Finding high-quality offsets is incredibly challenging for individuals. I went down that path years ago and eventually gave up because the ones that I felt were suitably additional, verifiable and permanent were only available to large buyers. I didn’t want to be throwing my money after questionable offsets, so I didn’t buy any. Because Joro aggregates its purchases across users, it can buy the types that I couldn’t access on my own.

Pal said that Joro evaluates offsets every few months to ensure they’re living up to the company’s standards. In addition to the usual requirements — additionality, verifiability and permanence — the team also looks for what Pal calls “transformative potential.”

“How does this affect local ecosystems? Environmental justice considerations? Especially as a consumer, as a person, if you’re buying into offsets, things you might care about more than a company.”

The offsets cost Joro anywhere from $12 to $600 per metric ton. Some are nature-based solutions, while others are technological. The entire portfolio is balanced at an average of $25 per metric ton, Pal said.

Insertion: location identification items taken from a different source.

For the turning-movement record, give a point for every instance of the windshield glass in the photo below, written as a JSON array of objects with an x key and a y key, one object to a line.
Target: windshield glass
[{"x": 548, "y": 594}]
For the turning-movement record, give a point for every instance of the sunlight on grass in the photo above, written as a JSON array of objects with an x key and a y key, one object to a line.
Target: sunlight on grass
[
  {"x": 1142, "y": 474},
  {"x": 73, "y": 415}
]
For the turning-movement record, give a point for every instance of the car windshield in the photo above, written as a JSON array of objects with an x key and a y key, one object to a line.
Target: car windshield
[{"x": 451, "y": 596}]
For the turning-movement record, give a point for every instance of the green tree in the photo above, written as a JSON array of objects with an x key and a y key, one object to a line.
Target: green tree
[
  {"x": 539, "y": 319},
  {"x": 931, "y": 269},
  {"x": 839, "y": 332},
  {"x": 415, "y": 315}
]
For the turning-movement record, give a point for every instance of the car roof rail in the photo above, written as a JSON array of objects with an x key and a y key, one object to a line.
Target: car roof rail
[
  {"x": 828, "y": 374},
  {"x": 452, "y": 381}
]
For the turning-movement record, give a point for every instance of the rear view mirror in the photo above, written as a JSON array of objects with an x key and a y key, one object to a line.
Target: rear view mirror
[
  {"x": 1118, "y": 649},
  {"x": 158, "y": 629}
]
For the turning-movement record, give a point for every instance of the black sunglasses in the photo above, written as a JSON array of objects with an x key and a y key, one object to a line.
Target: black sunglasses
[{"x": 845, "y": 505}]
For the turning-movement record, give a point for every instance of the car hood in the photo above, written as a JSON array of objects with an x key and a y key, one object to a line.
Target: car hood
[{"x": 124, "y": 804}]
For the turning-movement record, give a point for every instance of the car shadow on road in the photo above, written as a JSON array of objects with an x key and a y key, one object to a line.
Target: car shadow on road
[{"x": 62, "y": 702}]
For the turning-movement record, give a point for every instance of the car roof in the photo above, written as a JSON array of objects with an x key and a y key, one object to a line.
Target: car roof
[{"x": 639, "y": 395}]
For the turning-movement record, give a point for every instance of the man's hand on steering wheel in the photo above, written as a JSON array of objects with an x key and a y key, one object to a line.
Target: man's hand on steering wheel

The startup will use its new funding to build its team and continue the shift from tracking carbon footprints to helping people take action to reduce them. The new focus not only satisfies a frequent request from users — it also should open new opportunities.

“We think it could be another path to revenue, where people are actually changing things, switching to lower-carbon vendors or to lower-carbon ways of living. That’s a really great alignment of our impact model and our revenue model,” Pal said, saying that it would likely take the form of affiliate relationships between Joro and the vendors it features in the app.

Pal is optimistic that the new infusion of cash and recent growth trends will help broaden Joro’s impact. Already, though, she’s stunned by how the landscape has changed recently.

“Even three years ago, it was really hard to explain to people what Joro was,” she said. “The concept of climate tech barely existed, right? There was clean tech, and there was software. But software for climate? It’s been incredible to see how quickly it’s happened.”